LOEWE 2018 F/W COLLECTION 1900年代半ばの影響を受けたフォルムに現代的なフィルターを

LOEWE(ロエベ)の2018秋冬コレクション。パリのユネスコ本部内で開催されたロエベのショースペースには、日本人芸術家の工藤哲巳(1935–1990年)によるネオダダ彫刻と共に、E.W. ゴッドウィン(1833–1886年)がデザインした家具や貴重な暖炉が配置された。一見すると調和していないように思えるこの組み合わせですが、アーツ&クラフツの伝統に対するゴッドウィンの貢献は、ビクトリア時代のジャポニズムに強く影響されており、工藤が作り出すグロテスク小宇宙に対する現実的補完として機能している。クリエイティブ ディレクターのジョナサン・アンダーソンが、内向性の見せ掛けに疑問を投げかけるロエベの2018年秋冬ウィメンズ・コレクションは、オーガニックとインダストリアルが出会う哀愁漂う空間が存在している。1900年代半ばの影響を受けたフォルムには現代的なフィルターを通した解釈が与えられ、原始主義の退廃による影響を受けながらも、そこには確固たる厳格さが存在。レザーはロエベの伝統を大切にしながら、表面と装飾の両方に使用。トップステッチを入れたなめらかなカーフスキンは、コットンのプリーツドレスをカッチリとさせたり、レースに編み込まれたり、あるいは柔らかいスモックやパンツを縦に流れるパネルとして使用されている。
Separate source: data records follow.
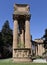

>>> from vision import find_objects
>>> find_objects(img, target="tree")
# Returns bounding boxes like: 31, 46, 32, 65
1, 20, 13, 57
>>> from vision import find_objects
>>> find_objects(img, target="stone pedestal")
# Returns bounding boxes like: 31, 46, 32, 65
13, 4, 32, 62
25, 20, 31, 48
13, 48, 32, 62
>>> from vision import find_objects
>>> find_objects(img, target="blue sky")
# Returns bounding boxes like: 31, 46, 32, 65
0, 0, 47, 39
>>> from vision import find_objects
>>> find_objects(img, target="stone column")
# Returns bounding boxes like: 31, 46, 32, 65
36, 46, 38, 56
38, 44, 42, 56
25, 17, 31, 48
20, 30, 24, 48
13, 20, 18, 57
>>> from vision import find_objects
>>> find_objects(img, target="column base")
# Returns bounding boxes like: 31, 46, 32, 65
13, 48, 32, 62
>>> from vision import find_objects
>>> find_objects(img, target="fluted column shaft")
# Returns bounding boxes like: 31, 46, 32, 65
13, 20, 18, 48
25, 20, 31, 48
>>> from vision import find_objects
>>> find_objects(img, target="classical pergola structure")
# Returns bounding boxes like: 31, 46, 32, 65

そしてフラットなギャバジンや贅沢なシアリング、またはザックリ切った視覚的なジャカードを使ったフレアコートやケープがボリューム感を演出。テーラリングの概念を覆すかのようなパンツスーツは、ウールやシルクジャカード、フィールドチェックを使い、そこにサックポケットや着物の袖を合わせることで流れるような仕上がりを生み出している。シャツの襟や裾はアーチを描き、ブレザーは蝶ネクタイのように巻かれ、色の異なる複数の糸を使った巻き物を取り入れることで、タイトなストレートドレスにスリットを加えたり、あるいは全く異なる布地を一つの服としてまとめあげたりしながら、セクシーな雰囲気もプラス。そしてランジェリーでは、水玉模様と千鳥格子のグラフィックなタッチにより、ロマンチックなムードを抽象的に表現。伝統的なサドル・バッグにロエベならではの解釈を与えることで生まれたノット付き「ゲート」バッグは、2018年秋冬、光沢のあるボックス・カーフスキンと千鳥格子柄のウールパネルを使った新たなイメージで再登場。今回は、エキゾチックなトップハンドル付きの小ぶりなトートとしてアップデートされている。またショーでは、ロエベが出版した五つのハードカバーの古典小説から一冊を各ゲストにプレゼント。これらの小説は、ジョシュ・オコナー、ステラ・テナント、エリーズ・クロンベを起用し、スティーブン・マイゼルが撮影した2018年秋冬のメンズ&ウィメンズのキャンペーンに初登場した。5つの小説のラインナップは、ギュスターヴ・フローベールの『ボヴァリー夫人』(1856年)、エミリー・ブロンテの『嵐が丘』(1847年)、ブラム・ストーカーの『吸血鬼ドラキュラ』(1897年)、ジョセフ・コンラッドの『闇の奥』(1899年)、およびミゲル・デ・セルバンテスの『ドン・キホーテ』(1605-1615年)。